Gemar Membaca Alkitab
Mari bertumbuh bersama dalam pengenalan akan Firman Tuhan setiap hari melalui renungan dan penelaahan Alkitab.
Penguburan Yesus
Senin, 4 November 2024 â Santapan Harian x GKI Perniagaan
Ayat Renungan
Markus 15:42-47
Audio Ayat
Audio Renungan
Kematian Yesus bukan cerita fiktif, tetapi kematian yang sungguh-sungguh terjadi, yang tidak bisa dibantah. Kematian Yesus dibuktikan dengan dikabulkannya permintaan Yusuf, orang Arimatea itu untuk mengambil dan menguburkan jenazah Yesus. Siapakah Yusuf orang Arimatea? Informasi mengenai orang ini, terlalu sedikit. Alkitab hanya mengatakan bahwa pertama, ia adalah seorang anggota Majelis Besar yakni anggota Sanhedrin. ini berarti bahwa ia adalah seorang pemimpin agama Yahudi. Kedua, dikatakan bahwa ia "juga menanti-nantikan Kerajaan Allah" (43). Informasi ini menunjukkan walaupun Yusuf seorang anggota Majelis Besar yang turut memutuskan hukuman mati bagi Yesus, adalah seorang yang secara sembunyi-sembunyi mengikut Yesus dan menerima pengajaran-Nya. Tidak ada informasi yang menjelaskan kapan ia menjadi pengikut Yesus, namun yang jelas adalah bahwa kematian Yesus memunculkan iman yang tersembunyi ke permukaan.
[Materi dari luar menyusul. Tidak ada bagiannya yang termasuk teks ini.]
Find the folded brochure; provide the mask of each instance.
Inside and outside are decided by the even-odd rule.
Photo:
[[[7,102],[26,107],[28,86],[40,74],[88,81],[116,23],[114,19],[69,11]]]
Iman yang memberanikan dirinya menghadap wakil pemerintah Romawi agar diperbolehkan membawa jenasah Yesus untuk dikuburkan. Ketika kemuridan para murid Yesus telah suram dan lari meninggalkan Gurunya, justru ada tampil sebagai seorang murid sejati yang mengapani jenazah Yesus dan menguburkan-Nya. Peran Yusuf ini memberikan gambaran kepada kita bahwa menjadi murid Yesus tidak hanya di saat senang, aman dan damai, sebagaimana yang terjadi pada murid-murid Yesus. Kemuridan seorang murid mestinya juga tetap ditampilkan pada saat-saat yang sulit dan menyedihkan. Sebab dalam situasi yang demikianlah kemuridan kita sebagai pengikut Yesus diuji. Dalam keadaan aman dan damai mungkin setiap orang Kristen bisa berkata: "saya adalah murid Yesus!" Namun apakah kemuridan itu tetap dipertahankan ketika berada dalam situasi kritis?